Volle Tanks und leere Teller

Juni 12, 2008 at 21:06 Hinterlasse einen Kommentar

Von Philipp Matern

Gestern (Mittwoch der 11. Juni) diskutierten in der Stadtbibliothek Münster Andreas Hetzer (Informationsstelle Lateinamerika e. V.), Bärbel Höhn (stellvertretende Fraktionsvorsitzende der grünen Bundestagsfraktion), Roman Herre (FoodFirst Informations- und Aktionsnetzwerk Deutschland e.V.) und Dr. Thomas Forstreuter (Westfälisch-lippischer Landwirtschaftsverband). Anschließend gab es für das Publikum die Möglichkeit, Fragen zu stellen. Ein paar der wichtigsten Aussagen sollen an dieser Stelle dokumentiert werden:

Zunächst hat Andreas Hetzer die wichtigsten Nutzpflanzen für Biokraftstoffe vorgestellt, darunter Raps, Ölpalmen, Sonnenblumen, Rhizinus oder Soja. Er verwies auf die Treibstoffe der 2. Generation, die vor allem aus landwirtschaftlichen Abfallprodukten wie Stroh gewonnen werden sollen, sogenannte BTL-Treibstoffe: Biomass to liquid. Bärbel Höhns Vorschlag zur Nutzpflanzenzertifizierung (s.u.) fand er von der Idee her richtig aber kaum umsetzbar. Im Moment wären beispielsweise alle aus Südamerika importierten Nutzpflanzen für eine strenge Zertifizierung nicht brauchbar.

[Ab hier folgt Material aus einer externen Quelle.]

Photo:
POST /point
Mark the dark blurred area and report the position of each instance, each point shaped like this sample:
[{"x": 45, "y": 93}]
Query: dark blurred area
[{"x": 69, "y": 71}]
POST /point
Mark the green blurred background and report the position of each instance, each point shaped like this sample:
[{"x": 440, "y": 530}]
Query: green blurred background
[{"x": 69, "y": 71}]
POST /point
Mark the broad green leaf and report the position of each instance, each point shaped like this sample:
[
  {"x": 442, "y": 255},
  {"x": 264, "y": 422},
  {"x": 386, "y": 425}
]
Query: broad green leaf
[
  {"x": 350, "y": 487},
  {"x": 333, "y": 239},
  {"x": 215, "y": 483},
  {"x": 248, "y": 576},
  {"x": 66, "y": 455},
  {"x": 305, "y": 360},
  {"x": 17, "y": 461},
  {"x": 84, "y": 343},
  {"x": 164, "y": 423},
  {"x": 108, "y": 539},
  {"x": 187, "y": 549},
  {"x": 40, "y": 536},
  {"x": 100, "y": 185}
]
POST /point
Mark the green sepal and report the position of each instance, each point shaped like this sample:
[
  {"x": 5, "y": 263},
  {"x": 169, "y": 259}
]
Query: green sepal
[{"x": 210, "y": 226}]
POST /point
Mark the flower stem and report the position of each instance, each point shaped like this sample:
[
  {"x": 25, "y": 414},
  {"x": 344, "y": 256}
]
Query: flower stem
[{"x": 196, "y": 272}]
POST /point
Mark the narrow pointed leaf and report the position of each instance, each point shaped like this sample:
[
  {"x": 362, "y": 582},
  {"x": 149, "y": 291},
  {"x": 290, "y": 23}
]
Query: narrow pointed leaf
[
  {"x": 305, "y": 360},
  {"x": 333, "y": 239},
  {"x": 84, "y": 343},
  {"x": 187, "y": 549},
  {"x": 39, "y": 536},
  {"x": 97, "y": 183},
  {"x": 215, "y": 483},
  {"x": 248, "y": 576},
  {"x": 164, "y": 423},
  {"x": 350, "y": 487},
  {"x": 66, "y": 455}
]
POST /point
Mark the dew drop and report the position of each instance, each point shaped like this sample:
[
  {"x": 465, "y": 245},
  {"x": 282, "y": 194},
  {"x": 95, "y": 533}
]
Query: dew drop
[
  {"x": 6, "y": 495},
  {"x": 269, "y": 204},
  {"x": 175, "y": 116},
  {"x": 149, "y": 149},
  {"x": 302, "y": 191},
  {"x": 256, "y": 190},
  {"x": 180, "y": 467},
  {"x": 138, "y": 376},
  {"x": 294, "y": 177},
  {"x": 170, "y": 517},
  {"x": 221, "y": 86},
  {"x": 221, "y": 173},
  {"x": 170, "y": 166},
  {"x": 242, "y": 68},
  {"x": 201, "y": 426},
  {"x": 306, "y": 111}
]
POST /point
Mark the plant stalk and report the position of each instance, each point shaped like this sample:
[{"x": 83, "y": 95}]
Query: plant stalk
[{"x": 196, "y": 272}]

Roman Herres vertrat die Position, dass Biokraftstoffe zwar helfen würden, Treibhausgasemissionen einzusparen, aber zugleich für einige Probleme sorgen: Monokulturen, Regenwaldzerstörung, intensive Düngemittelnutzung, extremer Landverbrauch und so Verschärfung der Landkonflikte, Preissteigerungen bei Grundnahrungsmitteln. Nach seinen Angaben liegt der Anteil der Biokraftstoffe an der Preissteigerung derzeit bei 30%. Bei den Agrarsubventionen der EU an andere Staaten forderte er ein Umdenken: Nicht erst fördern und dann später die Probleme regeln sondern erst die Funktionalität einer Maßnahme prüfen.

Dr. Forstreuter hielt zum Teil dagegen: Nicht nur „Tank oder Teller“ sondern beides sei möglich. Der Anteil am Getreideverbrauch, der für Energie verwendet wird, läge derzeit in Europa bei nur 1,5%. Allerdings gebe es auch eine immer größere Nachfrage nach Energie und eine der ersten Maßnahmen müsse das Energie sparen sein. Außerdem müssten Erneuerbare Energien weiter ausgebaut, weiter auf einen breiten Energiemix gesetzt und Bioenergie staatlich gefördert werden. Verbindliche Regeln für energiesparende Neubauten wären beispielsweise ein Punkt, der dringend besser geregelt werden müsste. Er sprach sich dafür aus, dass Landwirte stets völlig unabhängig in ihrer Wahl sein müssten, ob sie nachwachsende Rohstoffe/Energieträger oder Lebensmittel produzieren wollten.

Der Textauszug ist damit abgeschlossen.